Disclaimer: I have four talented young interns who inform my every social media move. They’ve suggested several blog posts for me, and I promise that those are forthcoming, but in the meantime, I have some rambling to do.
When I was a kid—and I say this deliberately, given my tender youngish-middle age and simultaneous desire to use the word “kid” for anyone under 30—I discovered the public library. I was ten or eleven (an actual kid!). . . old enough to be let loose in the downtown library, you know?
Anyway, my precocity back in the day led me to the magazine files. It led me to the multimedia collection, which at that time in my life meant cassettes. Cassettes, which I’d take home, copy on my dad’s cassette deck, and then return.
One of the cassettes was Louder than Bombs, by the Smiths.

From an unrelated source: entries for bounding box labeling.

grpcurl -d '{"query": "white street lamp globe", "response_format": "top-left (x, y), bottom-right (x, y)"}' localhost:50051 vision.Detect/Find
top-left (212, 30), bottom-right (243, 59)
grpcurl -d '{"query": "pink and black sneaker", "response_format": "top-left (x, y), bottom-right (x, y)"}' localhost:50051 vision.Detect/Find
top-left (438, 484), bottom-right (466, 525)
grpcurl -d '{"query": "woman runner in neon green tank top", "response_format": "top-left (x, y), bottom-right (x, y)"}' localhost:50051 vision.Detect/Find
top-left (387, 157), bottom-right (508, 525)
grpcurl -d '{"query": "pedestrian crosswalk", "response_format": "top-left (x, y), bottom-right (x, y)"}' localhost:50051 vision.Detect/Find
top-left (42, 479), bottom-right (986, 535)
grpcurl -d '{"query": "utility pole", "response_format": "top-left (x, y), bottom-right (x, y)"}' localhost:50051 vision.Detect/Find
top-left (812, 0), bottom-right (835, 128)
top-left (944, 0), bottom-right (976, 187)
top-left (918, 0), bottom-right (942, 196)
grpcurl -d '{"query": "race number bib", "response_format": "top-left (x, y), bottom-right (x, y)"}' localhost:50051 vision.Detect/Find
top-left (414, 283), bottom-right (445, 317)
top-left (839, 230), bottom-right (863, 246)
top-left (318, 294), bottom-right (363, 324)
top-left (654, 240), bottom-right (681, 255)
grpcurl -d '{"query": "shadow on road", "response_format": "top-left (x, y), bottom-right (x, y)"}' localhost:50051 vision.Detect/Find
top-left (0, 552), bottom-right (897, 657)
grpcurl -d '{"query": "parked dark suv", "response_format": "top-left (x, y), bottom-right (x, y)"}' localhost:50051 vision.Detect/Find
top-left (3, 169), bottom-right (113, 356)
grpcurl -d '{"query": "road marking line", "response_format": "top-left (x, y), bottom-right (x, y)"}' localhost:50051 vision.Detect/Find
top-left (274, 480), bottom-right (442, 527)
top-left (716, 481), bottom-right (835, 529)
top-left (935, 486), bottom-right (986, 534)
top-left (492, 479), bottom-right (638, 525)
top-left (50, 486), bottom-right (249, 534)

Morrissey wrote this song about the YWCA, and it’s been in my head since. It goes like this:
Call me morbid, call me pale
I spent six years on your trail
Six long years, on your trail
And if you have five seconds to spare,
Then I’ll tell you the story of my life:
Sixteen, clumsy, and shy,
I went to London, and I,
I booked myself in at the Y . . . WCA
I said, “I like it here, can I stay?”
Right now and per usual, this song leads me to a complicated fabric of memories involving my cousin, a boombox, and road trips through Northern California. A follow-up post is already in the works. Maybe more than one, given the weave of the fabric.
Listen to the song. Does it make sense, in the context of the library and cassettes and feeling hashtag-old?